After my break, I realized that now is a good time to move onto new things. It’s been great having this resource help me along the way. I hope that everyone will be able reach where I’ve reached VERY soon.

These were the turning points in my NoSurf journey:

  1. Realizing that my excessive internet use is directly tied to my general level of well-being. This means that if I’m not feeling good, either physically or mentally, then my internet use goes up. I resolved this issue by simply committing to taking better care of myself in general. Oddly enough, this has proven to be more than enough to help me keep my usage under control! Bad mental and physical states aren’t avoidable unfortunately, but I know how to handle them better now and the results have been positive.
  2. Realizing the intensity of my addiction is determined by how much time I spend using addictive online services. This means that the more time I spend on an addictive website, the more addictive it becomes. To beat this problem, the most effective solution for me was to take an extended break from the addictive websites (see: this digital detox NoSurf blog post). When I returned, the websites were much less addictive and I was able to return to using it responsibly.
  3. Realizing that websites are designed to be addictive. To deal with this I’ve used a variety of Chrome extensions to change the design of addictive websites. My favourite ones are Latitude, Clear New Tab, History AutoDelete. I use History AutoDelete because I noticed that the logos of my favourite websites serve as cues to start binges. By removing them from my browser suggestions, I was able to gain more control. In addition to this, I’ve gotten to a place where I can comfortably use all my devices in grayscale mode most of the time. Grayscale helps you to avoid manipulative effects of strategic colour placement.
  4. Realizing that responsible internet use is not something that just happens. I have to DECIDE to use the internet responsibly. I don’t use the internet the way I did in the past. In the past, the internet was a way to have fun and destress after school or work. However, now I know that this intention is NOT compatible with responsible usage. Today, I only use the internet for working or contributing to things that are meaningful to me. Most importantly, I schedule EVERYTHING. I know that I can’t handle “just browsing” the internet. It always leads to trouble. I write down everything I want to do online before hand and then I do it. When I’m done, I’m done.

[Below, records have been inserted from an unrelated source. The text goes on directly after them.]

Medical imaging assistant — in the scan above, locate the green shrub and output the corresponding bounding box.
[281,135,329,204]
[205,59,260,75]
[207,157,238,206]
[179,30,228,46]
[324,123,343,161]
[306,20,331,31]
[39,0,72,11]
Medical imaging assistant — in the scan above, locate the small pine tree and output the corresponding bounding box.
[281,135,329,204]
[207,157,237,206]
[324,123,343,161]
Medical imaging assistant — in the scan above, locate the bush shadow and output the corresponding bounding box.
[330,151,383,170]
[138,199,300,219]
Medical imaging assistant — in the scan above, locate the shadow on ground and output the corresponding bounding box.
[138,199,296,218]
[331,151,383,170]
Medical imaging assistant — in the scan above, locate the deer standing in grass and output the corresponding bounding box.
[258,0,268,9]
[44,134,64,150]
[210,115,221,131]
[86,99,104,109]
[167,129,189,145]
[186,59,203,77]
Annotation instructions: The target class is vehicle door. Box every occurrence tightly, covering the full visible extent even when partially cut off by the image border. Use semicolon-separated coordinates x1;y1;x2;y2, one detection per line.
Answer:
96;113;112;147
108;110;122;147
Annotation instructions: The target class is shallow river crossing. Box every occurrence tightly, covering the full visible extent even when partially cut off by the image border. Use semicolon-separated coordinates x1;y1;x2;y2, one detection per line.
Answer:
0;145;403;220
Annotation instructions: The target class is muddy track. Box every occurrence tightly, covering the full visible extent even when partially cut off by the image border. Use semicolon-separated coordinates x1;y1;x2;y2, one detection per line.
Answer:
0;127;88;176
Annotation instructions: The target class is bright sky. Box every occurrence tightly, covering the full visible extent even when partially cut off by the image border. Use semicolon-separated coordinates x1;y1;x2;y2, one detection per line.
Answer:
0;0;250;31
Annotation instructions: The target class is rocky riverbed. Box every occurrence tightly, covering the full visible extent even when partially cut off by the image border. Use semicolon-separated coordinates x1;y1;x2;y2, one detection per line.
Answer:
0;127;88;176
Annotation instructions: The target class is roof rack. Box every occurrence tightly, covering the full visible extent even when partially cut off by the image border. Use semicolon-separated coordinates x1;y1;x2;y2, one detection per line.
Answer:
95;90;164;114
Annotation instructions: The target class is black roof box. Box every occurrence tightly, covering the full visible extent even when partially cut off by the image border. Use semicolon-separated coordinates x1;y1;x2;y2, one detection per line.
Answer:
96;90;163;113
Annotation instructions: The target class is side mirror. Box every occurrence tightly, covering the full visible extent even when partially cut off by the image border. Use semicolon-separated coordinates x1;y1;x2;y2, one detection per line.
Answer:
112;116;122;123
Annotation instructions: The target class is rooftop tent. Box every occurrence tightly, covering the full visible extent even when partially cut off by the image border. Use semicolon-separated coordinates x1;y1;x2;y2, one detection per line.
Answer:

So yeah, that’s it. I know I’m ready to move on because I’ve gotten to a place where I can handle my problems on my own. I think the same rule would apply to everyone here. Good luck everyone!

Also… if anyone here is wondering how on Earth they’re going to find like minded people post-NoSurf, I think you should check out this thing called Digital Minimalism. The lifestyle/philosophy seems to fit in very well with everything I’m currently doing.